Strategies to define novel prostate cancer target for therapy
Table of Contents
Mark Rubin - Weill Cornell Medical College
May 21, 2012
11:00 DKFZ Main Auditorium
Host: Holger Sültmann
Biosketch Mark Rubin
Mark A. Rubin, M.D. a board-certified anatomic pathologist is Vice Chair for Experimental Research at Weill Cornell Medical College (WCMC) in New York City. He is also the Associate Director of the WCMC Cancer Center. He has over 250 peer-reviewed publications, serves on numerous Scientific Advisory Boards and is a member of the WHO Prostate Cancer Tumor Classification and the TCGA Advisory Group (NCI).
Dr. Rubin has had continuous National Cancer Institute (NCI), Department of Defense, and Prostate Cancer Foundation funding for the past 10 years and was a standing member of the Cancer Biomarkers Study Section (CBSS) for the NCI (term expired June 2011). He has played a lead role in two major NCI funded programs: the Specialized Program of Research Excellence (SPORE) and the Early Detection Research Network (EDRN)either as a Project and/or a Core leader. He established the first Tissue Microarray Core Facilities and directed Biobanks at Michigan, Harvard and Weill Cornell. He currently serves on the EDRN Steering Committee and chairs the EDRN Prostate Cancer Consortium Group. He has longstanding collaborations with all 11 Prostate Cancer SPOREs as well as established international collaborations with the Universities in Ulm (Germany), Paris (France), Innsbruck (Austria), Stockholm (Sweden), and the UHZ (Switzerland).

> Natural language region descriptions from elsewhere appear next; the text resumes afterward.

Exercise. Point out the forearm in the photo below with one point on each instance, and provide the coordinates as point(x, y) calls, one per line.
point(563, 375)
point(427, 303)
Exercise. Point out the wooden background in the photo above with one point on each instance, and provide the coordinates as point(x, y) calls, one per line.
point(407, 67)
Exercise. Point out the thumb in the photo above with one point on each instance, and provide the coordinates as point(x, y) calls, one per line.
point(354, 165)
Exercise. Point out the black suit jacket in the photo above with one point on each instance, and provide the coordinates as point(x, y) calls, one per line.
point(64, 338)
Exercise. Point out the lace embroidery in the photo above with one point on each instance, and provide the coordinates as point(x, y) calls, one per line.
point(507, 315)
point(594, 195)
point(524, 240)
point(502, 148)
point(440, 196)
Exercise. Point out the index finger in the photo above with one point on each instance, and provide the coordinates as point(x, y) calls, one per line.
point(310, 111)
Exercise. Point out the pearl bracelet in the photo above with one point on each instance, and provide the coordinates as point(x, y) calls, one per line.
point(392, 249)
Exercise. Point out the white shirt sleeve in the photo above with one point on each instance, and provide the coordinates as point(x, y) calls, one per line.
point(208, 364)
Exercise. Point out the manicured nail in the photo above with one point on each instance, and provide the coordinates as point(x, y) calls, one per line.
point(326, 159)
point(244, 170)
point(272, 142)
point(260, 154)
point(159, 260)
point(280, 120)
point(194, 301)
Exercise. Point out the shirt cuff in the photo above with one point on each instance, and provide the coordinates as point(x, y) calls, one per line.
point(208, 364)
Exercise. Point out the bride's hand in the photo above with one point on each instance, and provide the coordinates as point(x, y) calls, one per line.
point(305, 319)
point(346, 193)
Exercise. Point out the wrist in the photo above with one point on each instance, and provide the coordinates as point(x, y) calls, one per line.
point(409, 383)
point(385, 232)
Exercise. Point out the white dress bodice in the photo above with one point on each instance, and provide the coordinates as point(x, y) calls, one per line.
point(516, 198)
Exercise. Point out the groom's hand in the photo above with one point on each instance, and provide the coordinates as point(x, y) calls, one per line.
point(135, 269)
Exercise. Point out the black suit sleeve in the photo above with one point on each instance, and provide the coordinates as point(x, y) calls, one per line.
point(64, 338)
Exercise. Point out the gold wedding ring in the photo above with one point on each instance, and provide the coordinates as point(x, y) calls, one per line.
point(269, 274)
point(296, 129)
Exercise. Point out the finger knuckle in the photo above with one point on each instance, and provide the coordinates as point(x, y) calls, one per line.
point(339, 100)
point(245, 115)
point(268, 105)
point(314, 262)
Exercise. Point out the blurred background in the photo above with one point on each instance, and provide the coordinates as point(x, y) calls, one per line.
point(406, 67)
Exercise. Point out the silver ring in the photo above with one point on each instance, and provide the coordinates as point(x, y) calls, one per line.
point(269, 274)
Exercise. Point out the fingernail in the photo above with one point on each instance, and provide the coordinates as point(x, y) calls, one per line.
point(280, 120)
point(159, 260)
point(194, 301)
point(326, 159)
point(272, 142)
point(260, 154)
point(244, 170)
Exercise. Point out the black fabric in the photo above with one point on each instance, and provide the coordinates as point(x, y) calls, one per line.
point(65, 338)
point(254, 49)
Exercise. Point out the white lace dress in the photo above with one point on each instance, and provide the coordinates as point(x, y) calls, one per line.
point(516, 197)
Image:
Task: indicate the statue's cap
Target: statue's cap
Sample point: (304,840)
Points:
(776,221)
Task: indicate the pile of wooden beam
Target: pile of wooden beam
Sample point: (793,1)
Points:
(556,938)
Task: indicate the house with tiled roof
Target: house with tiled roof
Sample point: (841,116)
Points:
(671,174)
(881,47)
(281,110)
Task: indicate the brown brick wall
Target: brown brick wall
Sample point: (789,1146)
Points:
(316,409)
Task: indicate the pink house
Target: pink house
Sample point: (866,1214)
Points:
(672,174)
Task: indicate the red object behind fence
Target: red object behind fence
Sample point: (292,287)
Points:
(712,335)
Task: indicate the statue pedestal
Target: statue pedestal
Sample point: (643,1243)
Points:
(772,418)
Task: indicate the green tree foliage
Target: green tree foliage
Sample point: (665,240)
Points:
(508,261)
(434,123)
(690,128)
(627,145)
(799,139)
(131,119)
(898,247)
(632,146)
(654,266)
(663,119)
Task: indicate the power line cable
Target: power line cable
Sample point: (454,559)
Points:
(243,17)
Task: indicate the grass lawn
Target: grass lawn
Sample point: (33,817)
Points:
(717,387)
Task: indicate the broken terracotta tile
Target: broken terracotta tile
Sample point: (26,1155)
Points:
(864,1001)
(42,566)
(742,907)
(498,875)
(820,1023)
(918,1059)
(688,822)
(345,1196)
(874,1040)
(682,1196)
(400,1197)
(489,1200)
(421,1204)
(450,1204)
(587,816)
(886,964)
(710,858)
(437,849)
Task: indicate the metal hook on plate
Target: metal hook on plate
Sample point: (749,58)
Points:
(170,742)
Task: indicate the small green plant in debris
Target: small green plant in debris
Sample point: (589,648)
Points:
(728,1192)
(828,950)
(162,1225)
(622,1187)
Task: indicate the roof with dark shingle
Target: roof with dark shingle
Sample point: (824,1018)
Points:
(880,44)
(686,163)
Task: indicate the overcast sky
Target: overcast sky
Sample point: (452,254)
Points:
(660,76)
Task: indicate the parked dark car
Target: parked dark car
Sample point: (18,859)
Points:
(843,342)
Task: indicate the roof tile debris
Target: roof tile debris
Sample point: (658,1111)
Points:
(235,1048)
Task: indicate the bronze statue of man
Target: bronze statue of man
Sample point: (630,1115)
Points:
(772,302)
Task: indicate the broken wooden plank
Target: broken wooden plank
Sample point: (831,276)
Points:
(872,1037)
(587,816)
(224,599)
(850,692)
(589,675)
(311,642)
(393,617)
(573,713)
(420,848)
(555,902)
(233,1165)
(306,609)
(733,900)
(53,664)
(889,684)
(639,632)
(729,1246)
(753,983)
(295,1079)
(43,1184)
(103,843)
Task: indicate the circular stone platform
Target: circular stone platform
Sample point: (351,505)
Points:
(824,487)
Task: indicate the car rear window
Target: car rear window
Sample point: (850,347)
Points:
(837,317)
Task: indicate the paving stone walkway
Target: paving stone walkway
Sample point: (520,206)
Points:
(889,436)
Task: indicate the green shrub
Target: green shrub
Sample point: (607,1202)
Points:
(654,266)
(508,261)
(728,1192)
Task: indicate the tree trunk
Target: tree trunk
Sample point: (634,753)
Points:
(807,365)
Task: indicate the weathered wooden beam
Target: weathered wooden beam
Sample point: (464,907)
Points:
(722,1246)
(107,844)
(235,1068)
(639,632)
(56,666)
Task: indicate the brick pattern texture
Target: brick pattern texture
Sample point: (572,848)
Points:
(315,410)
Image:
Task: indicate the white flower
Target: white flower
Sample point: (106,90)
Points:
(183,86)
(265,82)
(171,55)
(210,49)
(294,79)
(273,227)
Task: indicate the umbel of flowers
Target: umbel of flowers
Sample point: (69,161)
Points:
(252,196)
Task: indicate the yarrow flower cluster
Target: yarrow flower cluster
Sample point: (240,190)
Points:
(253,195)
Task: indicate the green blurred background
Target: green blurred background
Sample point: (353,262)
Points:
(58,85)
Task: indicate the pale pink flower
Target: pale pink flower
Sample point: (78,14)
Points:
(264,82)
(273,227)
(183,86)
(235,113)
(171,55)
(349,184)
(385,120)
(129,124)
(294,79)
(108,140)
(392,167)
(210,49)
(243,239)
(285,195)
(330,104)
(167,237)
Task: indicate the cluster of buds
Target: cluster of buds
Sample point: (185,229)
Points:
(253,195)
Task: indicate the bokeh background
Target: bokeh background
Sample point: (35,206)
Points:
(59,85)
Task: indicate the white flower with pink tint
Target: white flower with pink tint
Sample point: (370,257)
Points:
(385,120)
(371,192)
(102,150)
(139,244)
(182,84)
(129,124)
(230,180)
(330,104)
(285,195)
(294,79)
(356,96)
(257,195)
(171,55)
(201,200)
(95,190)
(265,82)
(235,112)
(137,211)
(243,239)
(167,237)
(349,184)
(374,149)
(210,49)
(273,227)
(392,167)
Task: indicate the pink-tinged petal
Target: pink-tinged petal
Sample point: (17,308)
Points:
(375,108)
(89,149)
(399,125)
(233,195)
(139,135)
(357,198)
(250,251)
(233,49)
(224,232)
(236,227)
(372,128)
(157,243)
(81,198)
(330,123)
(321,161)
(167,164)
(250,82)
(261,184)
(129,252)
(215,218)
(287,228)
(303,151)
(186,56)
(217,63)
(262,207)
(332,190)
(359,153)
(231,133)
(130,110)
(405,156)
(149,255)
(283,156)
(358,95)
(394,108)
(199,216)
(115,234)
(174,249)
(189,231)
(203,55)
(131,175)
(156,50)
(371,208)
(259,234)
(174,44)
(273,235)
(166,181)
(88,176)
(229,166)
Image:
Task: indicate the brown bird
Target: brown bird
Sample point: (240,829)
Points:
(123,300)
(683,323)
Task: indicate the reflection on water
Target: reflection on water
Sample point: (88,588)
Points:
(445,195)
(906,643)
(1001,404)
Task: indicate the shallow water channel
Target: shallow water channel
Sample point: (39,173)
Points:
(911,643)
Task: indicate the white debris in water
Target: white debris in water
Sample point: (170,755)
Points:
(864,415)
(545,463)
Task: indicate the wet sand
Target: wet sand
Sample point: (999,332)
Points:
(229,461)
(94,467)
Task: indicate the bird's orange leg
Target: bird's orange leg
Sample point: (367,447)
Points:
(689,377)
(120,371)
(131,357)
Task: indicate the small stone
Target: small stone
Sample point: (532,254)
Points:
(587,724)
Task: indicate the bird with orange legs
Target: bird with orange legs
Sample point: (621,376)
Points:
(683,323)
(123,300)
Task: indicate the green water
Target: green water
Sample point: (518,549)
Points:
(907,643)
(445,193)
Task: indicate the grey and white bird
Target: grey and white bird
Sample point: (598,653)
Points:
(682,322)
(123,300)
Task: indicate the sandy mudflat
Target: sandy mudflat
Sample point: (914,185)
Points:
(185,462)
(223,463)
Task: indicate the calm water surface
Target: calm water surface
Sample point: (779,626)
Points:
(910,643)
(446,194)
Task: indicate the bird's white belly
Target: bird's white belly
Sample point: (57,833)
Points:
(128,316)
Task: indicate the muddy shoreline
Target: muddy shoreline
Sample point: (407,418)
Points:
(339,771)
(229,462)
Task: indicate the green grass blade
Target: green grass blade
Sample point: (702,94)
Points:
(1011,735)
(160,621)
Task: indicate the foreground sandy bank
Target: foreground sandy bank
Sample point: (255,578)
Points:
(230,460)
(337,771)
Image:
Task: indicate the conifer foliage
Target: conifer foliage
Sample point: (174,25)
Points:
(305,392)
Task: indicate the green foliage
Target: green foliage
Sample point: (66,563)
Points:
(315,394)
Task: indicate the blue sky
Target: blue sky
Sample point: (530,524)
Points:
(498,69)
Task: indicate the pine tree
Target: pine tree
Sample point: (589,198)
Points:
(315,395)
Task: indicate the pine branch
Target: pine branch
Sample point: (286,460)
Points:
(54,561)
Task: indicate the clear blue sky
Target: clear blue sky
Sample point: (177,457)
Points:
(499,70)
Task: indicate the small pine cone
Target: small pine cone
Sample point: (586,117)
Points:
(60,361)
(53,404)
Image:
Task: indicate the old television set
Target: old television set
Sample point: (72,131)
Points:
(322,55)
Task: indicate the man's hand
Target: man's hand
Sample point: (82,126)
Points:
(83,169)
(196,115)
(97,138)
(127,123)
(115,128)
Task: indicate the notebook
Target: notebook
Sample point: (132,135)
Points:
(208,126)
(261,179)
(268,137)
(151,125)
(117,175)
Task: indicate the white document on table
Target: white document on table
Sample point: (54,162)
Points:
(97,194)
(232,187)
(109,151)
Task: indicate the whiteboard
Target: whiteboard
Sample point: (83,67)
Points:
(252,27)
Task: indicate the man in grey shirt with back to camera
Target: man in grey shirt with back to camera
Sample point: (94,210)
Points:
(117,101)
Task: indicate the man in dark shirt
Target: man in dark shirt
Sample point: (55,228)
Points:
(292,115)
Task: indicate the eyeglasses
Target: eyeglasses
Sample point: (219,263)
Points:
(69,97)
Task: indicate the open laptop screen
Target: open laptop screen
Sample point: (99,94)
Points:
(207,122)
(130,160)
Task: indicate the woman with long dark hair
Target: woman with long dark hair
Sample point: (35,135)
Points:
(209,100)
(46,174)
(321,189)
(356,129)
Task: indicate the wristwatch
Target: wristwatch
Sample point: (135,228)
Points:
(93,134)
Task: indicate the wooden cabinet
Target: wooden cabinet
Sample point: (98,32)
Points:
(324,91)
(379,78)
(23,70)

Dr. Rubin has made significant contributions to the field of prostate cancer research in the area of genomics and biomarker development.. Highlights from this work include the publication of the first expression profiling study in prostate cancer and the identification of important prostate cancer biomarkers A landmark discovery in 2005 resulted in the characterization of recurrent ETS rearrangements in prostate cancer involving TMPRSS2-ERG and TMPRSS2-ETV1 .This paradigm shifting work demonstrated that over 50% of prostate cancers harbor recurrent gene fusions involving an androgen driven promoter, TMPRSS2, and an ETS family member transcription factor. These finding have been validated worldwide and invigorated a new line of research trying to establish a molecular classification of prostate cancer similar to AML. Dr. Rubin continues to develop novel approaches for genomic discovery. His group was one of the first to use laser capture microdissection, tissue microarrays, oligonucleotide arrays and now Next Generation Sequencing technology for translational research. He has also been at the cutting edge of helping develop computational approaches to analyze emerging data from expression profiling and oligonucleotide arrays and Next Generation Sequencing.